So it looks somewhat like this ? :

http://www.otheroom.com/NAMM03/images/guitars/Burrell3.jpg

Neck in that photo was built twisted like that on purpose. Luthier named Burrell does 'em like that. He might even have a patent on it.

Of course on an old neck, there's probably uneven frets from wear and other dips and rises in the fretboard that can make it play like crap.
 

fieldsroyal

Member
Messages
2,082
wow now that's a twist!!! Mine twists in same way but a bit less noticeable - I'm going to try to put some photos of the 68 up tonight.
 

guitarman_1

Gold Supporting Member
Messages
1,812
Ive had a few Gibsons with a neck twist. Sadly its not an inexpensive fix.
You will need a re-neck, or best case the board planned to compensate for the twist, and that is not the best way, but its the least intrusive repair.
 

Dana Olsen

Platinum Supporting Member
Messages
7,939
Ive had a few Gibsons with a neck twist. Sadly its not an inexpensive fix.
You will need a re-neck, or best case the board planned to compensate for the twist, and that is not the best way, but its the least intrusive repair.
Or depending on how extreme the twist is, you can pull the frets and sand the offensive part down (GRIN - I like that - the offensive part) and then refret and relevel.
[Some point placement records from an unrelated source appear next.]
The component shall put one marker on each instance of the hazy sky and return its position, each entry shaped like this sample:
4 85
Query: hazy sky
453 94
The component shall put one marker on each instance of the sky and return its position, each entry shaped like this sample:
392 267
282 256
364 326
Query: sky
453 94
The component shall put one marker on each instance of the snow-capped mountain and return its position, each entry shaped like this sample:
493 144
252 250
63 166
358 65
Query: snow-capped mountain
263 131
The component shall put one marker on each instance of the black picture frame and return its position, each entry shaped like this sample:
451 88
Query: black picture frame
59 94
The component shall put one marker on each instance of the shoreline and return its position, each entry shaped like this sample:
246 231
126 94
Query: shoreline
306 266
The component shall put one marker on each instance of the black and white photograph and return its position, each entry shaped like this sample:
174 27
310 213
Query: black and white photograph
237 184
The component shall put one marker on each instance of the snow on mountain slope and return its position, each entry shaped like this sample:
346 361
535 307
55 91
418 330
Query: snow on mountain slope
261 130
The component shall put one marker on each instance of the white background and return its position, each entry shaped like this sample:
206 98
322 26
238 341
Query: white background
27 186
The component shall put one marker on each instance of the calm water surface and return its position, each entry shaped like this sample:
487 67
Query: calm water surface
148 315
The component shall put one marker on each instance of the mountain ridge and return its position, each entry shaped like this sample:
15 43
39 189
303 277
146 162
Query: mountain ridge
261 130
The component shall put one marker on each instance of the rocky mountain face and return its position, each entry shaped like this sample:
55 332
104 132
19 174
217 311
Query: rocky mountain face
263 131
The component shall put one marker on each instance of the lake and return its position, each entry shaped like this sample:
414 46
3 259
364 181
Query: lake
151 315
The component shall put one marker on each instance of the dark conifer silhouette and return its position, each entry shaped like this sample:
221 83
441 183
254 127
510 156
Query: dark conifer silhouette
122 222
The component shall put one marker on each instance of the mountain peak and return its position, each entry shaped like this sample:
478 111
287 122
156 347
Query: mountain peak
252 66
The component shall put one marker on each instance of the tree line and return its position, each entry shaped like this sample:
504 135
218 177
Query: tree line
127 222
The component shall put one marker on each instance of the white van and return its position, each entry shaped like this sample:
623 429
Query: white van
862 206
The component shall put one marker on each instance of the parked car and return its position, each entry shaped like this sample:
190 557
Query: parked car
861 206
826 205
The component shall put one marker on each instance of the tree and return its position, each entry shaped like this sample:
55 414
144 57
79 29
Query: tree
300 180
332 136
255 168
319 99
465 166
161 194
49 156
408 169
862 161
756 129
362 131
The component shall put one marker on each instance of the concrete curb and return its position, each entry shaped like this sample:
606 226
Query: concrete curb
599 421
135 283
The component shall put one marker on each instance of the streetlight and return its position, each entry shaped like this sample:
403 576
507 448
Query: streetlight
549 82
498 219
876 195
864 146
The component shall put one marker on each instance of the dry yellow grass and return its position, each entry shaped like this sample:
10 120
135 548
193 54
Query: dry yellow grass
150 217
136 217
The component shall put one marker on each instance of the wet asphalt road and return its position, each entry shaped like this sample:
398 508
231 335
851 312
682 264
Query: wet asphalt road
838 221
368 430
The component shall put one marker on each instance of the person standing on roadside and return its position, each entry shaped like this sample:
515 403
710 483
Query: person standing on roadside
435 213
It's a big job no matter how you approach it, but if the twist isn't too extreme and the fretboard's not too thin, sanding can go a long way toward correcting the problem. Then when you level the frets, you take the twist into consideration and take a little more fret off from the troubled area.

All this, of course, is dependent on how twisted the neck is. Obviously the greater the twist, the more likely it is you'll have to reneck.

Hope this helps, Dana O.

PS - I have an old Esquire with this problem, but a pretty mild version. I gig it every week, it's just annoying on the first 3 frets on the top strings.